La prison de l'ordre ancien
Après la victoire de Zeus, plusieurs Titans sont relégués dans Tartare. Le nouvel ordre olympien ne détruit pas l'ancien monde : il le repousse dans une profondeur surveillée, maintenue à distance.
Cette fonction est capitale pour comprendre la Titanomachie. La victoire ne se résume pas à prendre le pouvoir; elle consiste aussi à décider où placer les forces trop anciennes, trop violentes ou trop dangereuses.
Un lieu, une puissance, une limite
Tartare fonctionne à la fois comme lieu et comme puissance. Il est un espace mythique, mais il exprime aussi une idée : tout ordre a besoin d'une limite, d'un dessous, d'un lieu où rejeter ce qui ne peut plus circuler à la surface.
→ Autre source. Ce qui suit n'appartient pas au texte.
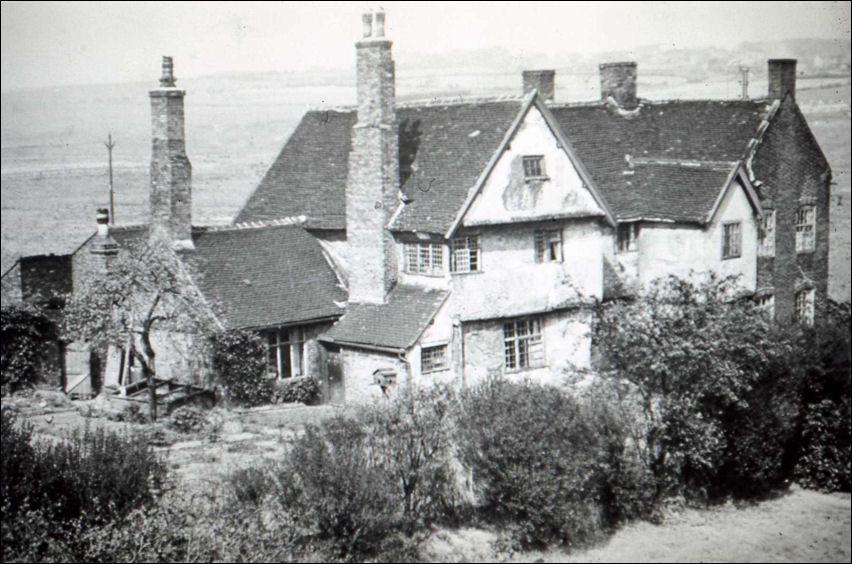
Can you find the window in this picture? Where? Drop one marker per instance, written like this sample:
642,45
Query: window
523,344
534,167
433,359
424,258
766,237
626,235
766,303
732,240
805,307
548,246
465,254
284,353
805,227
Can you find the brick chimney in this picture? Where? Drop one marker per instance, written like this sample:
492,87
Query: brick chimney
541,80
618,80
372,185
782,77
171,172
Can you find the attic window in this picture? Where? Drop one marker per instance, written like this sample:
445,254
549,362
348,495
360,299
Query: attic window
534,167
805,227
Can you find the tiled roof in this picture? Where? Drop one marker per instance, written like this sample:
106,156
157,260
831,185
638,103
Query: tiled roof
396,324
443,150
259,277
705,130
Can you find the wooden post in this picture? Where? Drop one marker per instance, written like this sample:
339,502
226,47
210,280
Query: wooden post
109,145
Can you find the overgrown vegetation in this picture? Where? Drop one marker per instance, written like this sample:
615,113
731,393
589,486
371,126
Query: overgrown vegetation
24,331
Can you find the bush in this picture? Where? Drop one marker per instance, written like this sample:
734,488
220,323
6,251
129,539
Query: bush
92,478
24,330
239,361
538,461
299,390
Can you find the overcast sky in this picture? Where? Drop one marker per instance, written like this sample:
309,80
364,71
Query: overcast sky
47,44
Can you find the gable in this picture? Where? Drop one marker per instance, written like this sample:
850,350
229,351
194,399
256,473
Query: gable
508,196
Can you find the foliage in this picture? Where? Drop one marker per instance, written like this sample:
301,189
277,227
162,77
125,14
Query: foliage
239,363
711,379
538,460
299,390
147,289
52,489
24,329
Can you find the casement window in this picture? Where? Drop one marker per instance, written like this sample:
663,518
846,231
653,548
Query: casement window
626,235
805,307
424,258
464,256
805,229
523,344
433,359
534,167
548,246
732,240
766,304
766,236
285,352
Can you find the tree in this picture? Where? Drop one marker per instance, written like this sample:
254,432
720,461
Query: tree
147,289
705,373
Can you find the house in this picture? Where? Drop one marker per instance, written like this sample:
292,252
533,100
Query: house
394,243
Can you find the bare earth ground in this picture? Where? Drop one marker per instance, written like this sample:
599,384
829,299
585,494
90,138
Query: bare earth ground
800,526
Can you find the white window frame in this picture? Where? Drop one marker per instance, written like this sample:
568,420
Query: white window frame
548,245
434,358
534,167
424,258
627,241
293,345
766,235
806,228
523,344
732,240
465,255
805,306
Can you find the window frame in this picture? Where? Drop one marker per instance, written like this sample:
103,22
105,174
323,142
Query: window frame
465,250
428,258
528,344
766,235
533,164
632,240
543,241
730,251
805,243
434,367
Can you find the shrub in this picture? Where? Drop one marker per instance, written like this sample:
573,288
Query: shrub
24,330
239,361
536,461
92,478
331,484
299,390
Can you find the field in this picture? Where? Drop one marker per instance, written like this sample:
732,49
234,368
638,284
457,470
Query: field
54,171
797,526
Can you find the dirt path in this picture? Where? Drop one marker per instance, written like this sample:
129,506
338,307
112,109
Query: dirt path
802,526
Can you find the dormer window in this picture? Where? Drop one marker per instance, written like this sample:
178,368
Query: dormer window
534,167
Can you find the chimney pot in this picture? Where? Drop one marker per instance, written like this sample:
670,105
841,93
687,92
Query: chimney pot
168,78
782,77
618,80
541,80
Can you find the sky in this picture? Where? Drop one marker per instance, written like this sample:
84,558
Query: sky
57,43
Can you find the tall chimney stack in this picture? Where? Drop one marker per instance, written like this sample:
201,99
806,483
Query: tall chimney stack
372,185
782,77
618,80
541,80
171,172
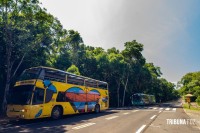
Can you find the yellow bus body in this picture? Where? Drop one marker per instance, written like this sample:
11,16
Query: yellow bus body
45,109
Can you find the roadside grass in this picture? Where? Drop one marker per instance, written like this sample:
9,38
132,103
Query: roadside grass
195,108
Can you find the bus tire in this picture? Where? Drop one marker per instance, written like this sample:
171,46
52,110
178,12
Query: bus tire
97,108
56,112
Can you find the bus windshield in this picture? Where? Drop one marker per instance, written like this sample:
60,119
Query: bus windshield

Ses liens avec Gaïa, les Titans, Typhon et les Enfers en font un point de passage essentiel entre cosmogonie, géographie des morts et récits de monstres.
Le cercle primordial




Dans quels récits apparaît cette figure ?
Variantes du mythe
Tartare comme puissance primordiale
Chez Hésiode, Tartare appartient à la première architecture du monde. Il ne désigne pas seulement une prison, mais une dimension fondamentale du cosmos.
Tartare comme lieu de supplice
Des traditions postérieures insistent davantage sur le Tartare comme lieu de châtiment des grands coupables, des Titans ou de figures transgressives.
Mythes & légendes
L'abîme sous la Terre
La tradition hésiodique situe Tartare très loin sous la Terre, comme un fond cosmique où la distance elle-même devient une image de séparation absolue.
Les Titans enfermés
Après la Titanomachie, les Titans vaincus sont relégués dans Tartare, parfois gardés par les Hécatonchires. Le lieu devient la mémoire verrouillée de l'ancien pouvoir.
Typhon et la menace dernière
Certaines traditions rattachent Typhon à Gaïa et Tartare. La profondeur primordiale devient alors source possible d'une ultime contestation de Zeus.
Sources & pour aller plus loin
Hésiode, Théogonie
Texte antique central pour l'apparition de Tartare, les premières puissances et le destin des Titans vaincus.
Pseudo-Apollodore, Bibliothèque I
Compilation mythographique utile pour la Titanomachie, les enfermements et les filiations monstrueuses.
Theoi - Tartaros
Dossier spécialisé réunissant les principaux extraits antiques sur Tartare, ses lieux et ses variantes.
Wikipédia - Tartare
Synthèse en français utile pour distinguer Tartare, Enfers et traditions de châtiment.
À lire ensuite
Tartare, le fond nécessaire du cosmos
Tartare rappelle que le monde grec n'est pas seulement vertical par prestige, de la Terre vers l'Olympe : il plonge aussi vers des profondeurs où l'ordre cache ce qu'il a vaincu.
Avec Chaos, Gaïa, Nyx et Érèbe, il complète la première carte du réel, avant même l'apparition des générations divines les plus célèbres.